Una informazione che ci racconta che sì, a Gaza city piovono le bombe, gli edifici crollano, i bambini muoiono, ma anche i palestinesi lanciano razzi che cadono su Israele causando vittime. Vero, anche se ci si dimentica di dire, che non c’è proporzione fra i mezzi, gli strumenti di offesa e difesa e il numero delle vittime, che a Gaza è infinitamente più elevato. Sfugge nel bla bla distratto dei telegiornali ogni senso della proporzione, e della verità.

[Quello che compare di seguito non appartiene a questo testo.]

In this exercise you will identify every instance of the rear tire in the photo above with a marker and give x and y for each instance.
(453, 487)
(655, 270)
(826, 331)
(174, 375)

Sono troppo impegnati gli italiani ad informarsi sulle prossime riaperture, sui vaccini, sulle possibili vacanze, per prestare molta attenzione ad una guerra che sentono tutto sommato lontana, che non li sfiora, e diciamolo, che un po’ anche li annoia. Perché nella percezione media collettiva, il conflitto arabo-israeliano viene ormai vissuto come un evento quasi stagionale; una notizia fastidiosa di guerra, di attentati, di orrori vari che periodicamente risorge; una ferita ormai cronica nella quale non si capisce dove stiano i torti e le ragioni, dove, mal digerendo la pappa dell’informazione cosiddetta mainstream, ci si è dimenticati completamente dell’asimmetria enorme, non solo delle forze in campo, ma anche delle ragioni.
Che se la vedano tra loro, è in molte persone il pensiero ricorrente. E poi Israele non è forse quel paese moderno e democratico, l’unica democrazia del Medio Oriente, che con tanta efficienza e solerzia ha organizzato la vaccinazione di massa dei suoi abitanti?
La verità si è oscurata nei decenni che ci separano dalla nascita dello Stato sionista; da quel 1948 e da quella guerra dei sei giorni del 1967 quando Israele andò ad occupare Gerusalemme Est, la Cisgiordania e le alture del Golan, costringendo i palestinesi a vivere sotto un regime di occupazione militare e di apartheid.
Basterebbe anche solo leggere ogni tanto un quotidiano israeliano con il vizio dell’equilibrio e dell’onestà intellettuale come Haaretz, per rendersi conto della sofferenza quotidiana e delle umiliazioni infinite a cui da decenni i palestinesi sono sottoposti: Occupazione illegale delle loro terre con la costruzione di insediamenti coloniali; abbattimento sistematico delle loro case e dei loro oliveti, dei loro agrumeti, di tutto quello che può sostentarli; arresti arbitrari nella notte, anche di bambini non ancora adolescenti. E poi l’ultimo imperdonabile sfregio, l’irruzione violenta di poliziotti in assetto di guerra nella moschea di Al Aqsa, uno dei luoghi più sacri dell’Islàm.